Providing the optimal dosing strategy of a drug for an individual patient is an important task in pharmaceutical sciences and daily clinical application. We developed and validated an optimal dosing algorithm (OptiDose) that computes the optimal individualized dosing regimen for pharmacokinetic–pharmacodynamic models in substantially different scenarios with various routes of administration by solving an optimal control problem. The aim is to compute a control that brings the underlying system as closely as possible to a desired reference function by minimizing a cost functional. In pharmacokinetic–pharmacodynamic modeling, the controls are the administered doses and the reference function can be the disease progression. Drug administration at certain time points provides a finite number of discrete controls, the drug doses, determining the drug concentration and its effect on the disease progression. Consequently, rewriting the cost functional gives a finite-dimensional optimal control problem depending only on the doses. Adjoint techniques allow to compute the gradient of the cost functional efficiently. This admits to solve the optimal control problem with robust algorithms such as quasi-Newton methods from finite-dimensional optimization. OptiDose is applied to three relevant but substantially different pharmacokinetic–pharmacodynamic examples.

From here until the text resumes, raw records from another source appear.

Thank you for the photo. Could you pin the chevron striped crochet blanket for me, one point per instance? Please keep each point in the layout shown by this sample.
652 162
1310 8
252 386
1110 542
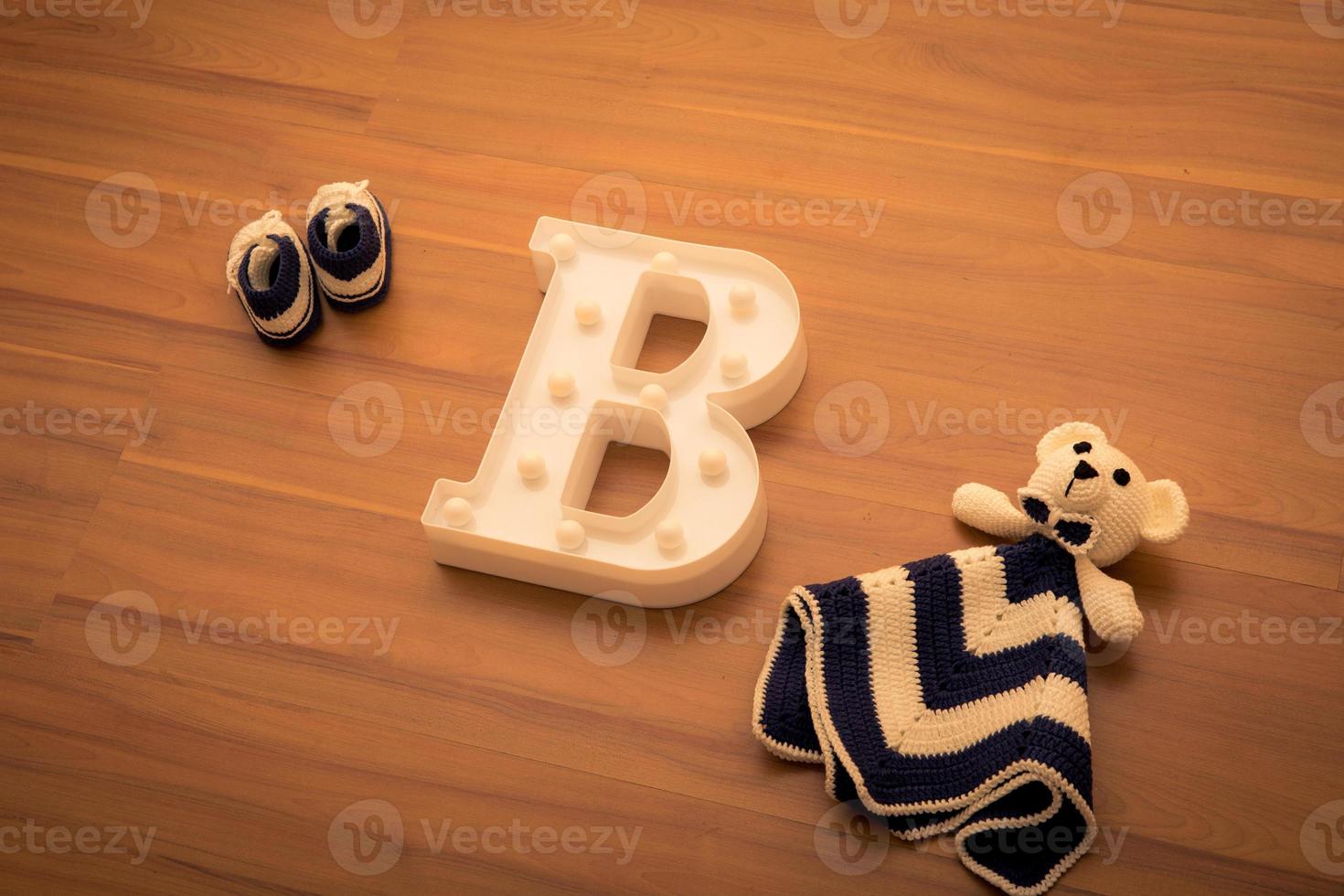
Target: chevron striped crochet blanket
949 696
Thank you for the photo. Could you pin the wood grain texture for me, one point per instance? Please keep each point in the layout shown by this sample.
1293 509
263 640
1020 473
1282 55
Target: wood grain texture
961 308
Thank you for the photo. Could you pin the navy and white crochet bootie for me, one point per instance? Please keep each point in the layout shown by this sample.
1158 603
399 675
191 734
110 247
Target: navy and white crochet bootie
273 275
351 240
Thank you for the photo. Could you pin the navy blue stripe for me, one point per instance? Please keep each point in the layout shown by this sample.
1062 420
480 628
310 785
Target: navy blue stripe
949 675
892 778
785 712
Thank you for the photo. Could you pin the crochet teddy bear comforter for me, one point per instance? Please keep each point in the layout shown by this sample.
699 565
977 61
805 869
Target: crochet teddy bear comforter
951 695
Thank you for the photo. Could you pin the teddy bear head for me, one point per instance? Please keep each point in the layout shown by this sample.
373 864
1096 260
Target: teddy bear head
1094 500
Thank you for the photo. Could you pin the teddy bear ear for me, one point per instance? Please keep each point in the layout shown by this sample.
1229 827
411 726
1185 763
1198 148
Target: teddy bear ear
1167 515
1067 434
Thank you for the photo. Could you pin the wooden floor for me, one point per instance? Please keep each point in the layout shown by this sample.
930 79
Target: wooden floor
1132 219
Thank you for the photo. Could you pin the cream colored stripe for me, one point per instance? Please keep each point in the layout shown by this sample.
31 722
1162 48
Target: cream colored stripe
891 635
1029 620
991 623
983 592
944 731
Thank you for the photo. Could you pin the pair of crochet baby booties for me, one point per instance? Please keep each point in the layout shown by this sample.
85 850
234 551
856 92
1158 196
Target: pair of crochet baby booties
347 257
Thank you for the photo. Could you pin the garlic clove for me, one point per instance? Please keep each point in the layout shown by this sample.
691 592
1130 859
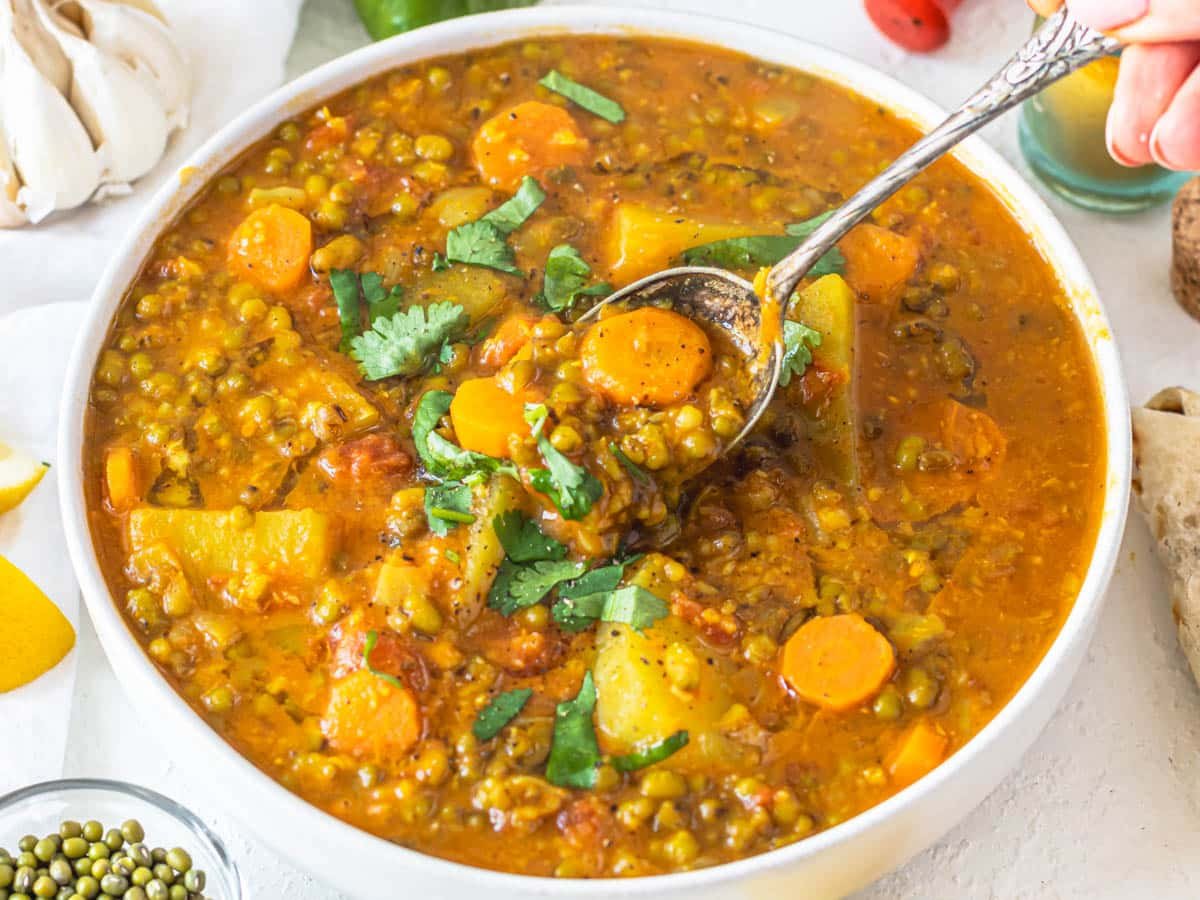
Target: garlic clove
137 35
11 215
120 111
39 43
48 145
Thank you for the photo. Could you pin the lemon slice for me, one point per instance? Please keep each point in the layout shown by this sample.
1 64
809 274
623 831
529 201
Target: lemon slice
19 474
35 635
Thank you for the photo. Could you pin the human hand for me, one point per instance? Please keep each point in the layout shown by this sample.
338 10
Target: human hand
1156 108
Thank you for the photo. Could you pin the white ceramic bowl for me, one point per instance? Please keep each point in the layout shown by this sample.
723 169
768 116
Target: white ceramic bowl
828 864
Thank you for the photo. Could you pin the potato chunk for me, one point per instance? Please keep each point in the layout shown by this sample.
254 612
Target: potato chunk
292 544
645 240
653 684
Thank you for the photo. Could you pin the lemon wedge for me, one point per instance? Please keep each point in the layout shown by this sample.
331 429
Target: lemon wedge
19 474
35 635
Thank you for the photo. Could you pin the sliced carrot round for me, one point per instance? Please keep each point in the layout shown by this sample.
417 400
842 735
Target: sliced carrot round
837 661
485 414
370 718
647 357
527 139
271 247
918 751
507 341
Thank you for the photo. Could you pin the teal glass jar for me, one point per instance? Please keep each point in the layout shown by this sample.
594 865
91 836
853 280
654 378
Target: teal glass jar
1062 138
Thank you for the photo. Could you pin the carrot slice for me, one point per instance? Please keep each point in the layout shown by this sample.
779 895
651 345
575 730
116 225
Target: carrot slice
647 357
121 478
271 247
837 661
879 259
972 436
370 718
485 414
527 139
507 341
918 751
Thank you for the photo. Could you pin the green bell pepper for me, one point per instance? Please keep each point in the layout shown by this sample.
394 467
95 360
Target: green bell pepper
385 18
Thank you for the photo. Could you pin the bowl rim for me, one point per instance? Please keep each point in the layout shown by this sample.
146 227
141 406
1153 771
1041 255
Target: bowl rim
253 787
174 809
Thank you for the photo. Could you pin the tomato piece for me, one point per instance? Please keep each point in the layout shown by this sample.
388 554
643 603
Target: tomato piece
917 25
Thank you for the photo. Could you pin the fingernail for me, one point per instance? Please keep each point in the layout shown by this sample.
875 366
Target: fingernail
1107 15
1158 153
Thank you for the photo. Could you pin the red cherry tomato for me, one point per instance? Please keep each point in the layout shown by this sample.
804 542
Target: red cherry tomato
917 25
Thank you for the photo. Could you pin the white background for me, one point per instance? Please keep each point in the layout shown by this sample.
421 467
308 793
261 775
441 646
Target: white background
1107 804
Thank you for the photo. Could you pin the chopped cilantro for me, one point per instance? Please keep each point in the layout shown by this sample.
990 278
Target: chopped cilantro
631 467
405 343
521 585
605 577
567 280
499 712
381 304
485 240
595 103
574 751
442 457
346 294
798 343
367 649
571 487
633 605
766 250
522 540
448 505
349 289
655 753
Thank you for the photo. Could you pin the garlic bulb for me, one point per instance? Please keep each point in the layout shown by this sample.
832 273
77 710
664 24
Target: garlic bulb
89 94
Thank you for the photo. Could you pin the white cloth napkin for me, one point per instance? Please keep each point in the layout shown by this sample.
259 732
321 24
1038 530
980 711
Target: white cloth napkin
33 347
235 51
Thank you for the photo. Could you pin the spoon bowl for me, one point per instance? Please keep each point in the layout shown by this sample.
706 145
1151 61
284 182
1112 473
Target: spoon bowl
730 303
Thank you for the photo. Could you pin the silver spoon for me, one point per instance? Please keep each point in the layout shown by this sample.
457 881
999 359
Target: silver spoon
719 298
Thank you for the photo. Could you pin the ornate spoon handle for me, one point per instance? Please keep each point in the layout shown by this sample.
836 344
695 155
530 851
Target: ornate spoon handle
1056 49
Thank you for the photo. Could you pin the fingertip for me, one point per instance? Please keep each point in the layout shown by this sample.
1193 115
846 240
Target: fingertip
1175 144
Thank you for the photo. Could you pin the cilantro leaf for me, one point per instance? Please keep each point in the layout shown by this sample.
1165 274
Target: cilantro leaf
349 288
367 649
605 577
407 342
766 250
633 605
499 712
442 457
655 753
633 468
448 505
571 487
381 304
345 283
522 539
485 240
798 343
481 244
514 211
525 585
595 103
574 751
567 277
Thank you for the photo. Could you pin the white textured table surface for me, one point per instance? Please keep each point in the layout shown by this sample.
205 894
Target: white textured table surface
1107 804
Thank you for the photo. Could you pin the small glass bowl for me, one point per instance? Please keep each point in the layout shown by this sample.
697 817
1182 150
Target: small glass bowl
40 809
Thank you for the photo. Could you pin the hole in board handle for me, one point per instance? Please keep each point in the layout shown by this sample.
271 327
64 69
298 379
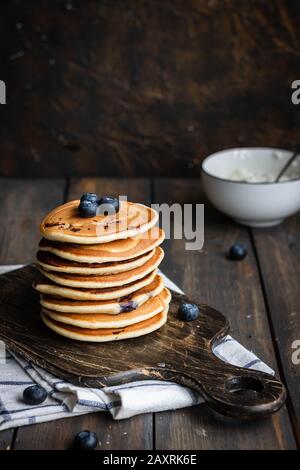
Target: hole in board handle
244 385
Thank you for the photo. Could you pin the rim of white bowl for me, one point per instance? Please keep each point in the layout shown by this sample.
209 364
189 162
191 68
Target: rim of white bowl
275 149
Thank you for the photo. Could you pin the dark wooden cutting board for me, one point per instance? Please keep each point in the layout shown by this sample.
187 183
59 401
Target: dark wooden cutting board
180 352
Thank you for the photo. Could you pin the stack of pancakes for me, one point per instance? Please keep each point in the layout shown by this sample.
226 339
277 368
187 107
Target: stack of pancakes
100 280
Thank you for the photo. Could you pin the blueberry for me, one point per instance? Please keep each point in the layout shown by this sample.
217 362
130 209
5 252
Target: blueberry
237 252
87 208
188 312
108 205
34 395
89 197
86 440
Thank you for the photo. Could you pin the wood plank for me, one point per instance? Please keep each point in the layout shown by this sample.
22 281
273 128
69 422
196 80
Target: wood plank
279 260
6 439
234 289
22 205
59 435
135 433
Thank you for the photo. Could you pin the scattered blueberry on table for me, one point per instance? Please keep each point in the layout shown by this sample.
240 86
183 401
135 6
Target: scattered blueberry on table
85 440
34 395
237 252
188 312
90 205
108 205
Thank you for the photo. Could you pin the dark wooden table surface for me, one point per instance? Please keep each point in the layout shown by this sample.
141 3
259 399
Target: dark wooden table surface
259 296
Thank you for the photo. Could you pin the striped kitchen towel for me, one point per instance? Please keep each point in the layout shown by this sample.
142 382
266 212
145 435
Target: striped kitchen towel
122 401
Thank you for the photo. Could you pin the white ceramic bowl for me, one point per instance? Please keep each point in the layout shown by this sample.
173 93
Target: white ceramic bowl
258 204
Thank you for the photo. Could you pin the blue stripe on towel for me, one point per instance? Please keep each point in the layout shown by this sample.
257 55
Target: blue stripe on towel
96 404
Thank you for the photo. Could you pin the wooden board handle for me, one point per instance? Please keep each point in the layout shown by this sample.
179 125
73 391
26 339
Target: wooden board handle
245 393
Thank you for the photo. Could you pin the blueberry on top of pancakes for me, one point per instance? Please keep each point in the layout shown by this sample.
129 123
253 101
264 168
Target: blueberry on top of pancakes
89 197
87 208
108 205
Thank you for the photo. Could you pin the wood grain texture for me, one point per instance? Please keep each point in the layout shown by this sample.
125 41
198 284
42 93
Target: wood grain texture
144 88
185 349
22 205
234 289
278 252
135 433
6 439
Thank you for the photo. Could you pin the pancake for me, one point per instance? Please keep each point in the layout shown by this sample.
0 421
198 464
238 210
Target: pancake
109 280
118 250
107 334
48 287
64 223
152 307
50 262
112 307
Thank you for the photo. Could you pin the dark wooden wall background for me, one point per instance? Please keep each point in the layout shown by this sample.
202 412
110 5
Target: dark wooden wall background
144 87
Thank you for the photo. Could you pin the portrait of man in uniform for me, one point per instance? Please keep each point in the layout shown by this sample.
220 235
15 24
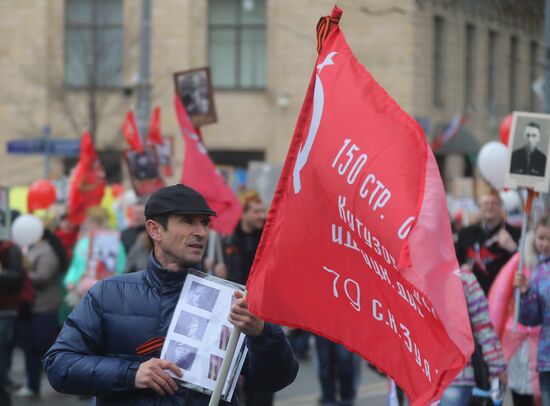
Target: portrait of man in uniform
529 159
191 325
202 296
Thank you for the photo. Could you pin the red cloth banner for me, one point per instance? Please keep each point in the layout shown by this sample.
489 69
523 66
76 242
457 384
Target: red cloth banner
357 246
87 183
155 136
200 173
131 132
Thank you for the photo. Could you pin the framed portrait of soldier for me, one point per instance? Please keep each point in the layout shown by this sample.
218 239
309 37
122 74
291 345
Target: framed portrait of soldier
194 89
528 149
144 171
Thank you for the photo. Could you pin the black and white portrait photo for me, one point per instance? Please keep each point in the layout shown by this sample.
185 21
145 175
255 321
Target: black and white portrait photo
143 169
194 89
182 355
202 296
529 159
225 334
214 366
191 325
528 149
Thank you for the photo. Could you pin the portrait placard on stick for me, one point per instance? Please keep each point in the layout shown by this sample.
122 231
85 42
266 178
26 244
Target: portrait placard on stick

为个体患者提供最佳药物剂量策略是药物科学和日常临床应用中的一项重要任务。我们开发并验证了最佳给药算法（OptiDose），该算法通过解决最佳控制问题，在不同给药途径的不同场景下计算药代动力学-药效模型的最佳个体化给药方案。目的是计算一个控制，通过最小化成本函数，使底层系统尽可能接近所需的参考函数。在药代动力学-药效学模型中，对照是给药剂量，参考函数可以是疾病进展。在某些时间点的药物给药提供了有限数量的离散控制、药物剂量，确定药物浓度及其对疾病进展的影响。因此，重写成本函数给出了仅取决于剂量的有限维最优控制问题。伴随技术可以有效地计算成本函数的梯度。这允许使用鲁棒算法解决最优控制问题，例如有限维优化的拟牛顿方法。 OptiDose 适用于三个相关但实质上不同的药代动力学-药效学示例。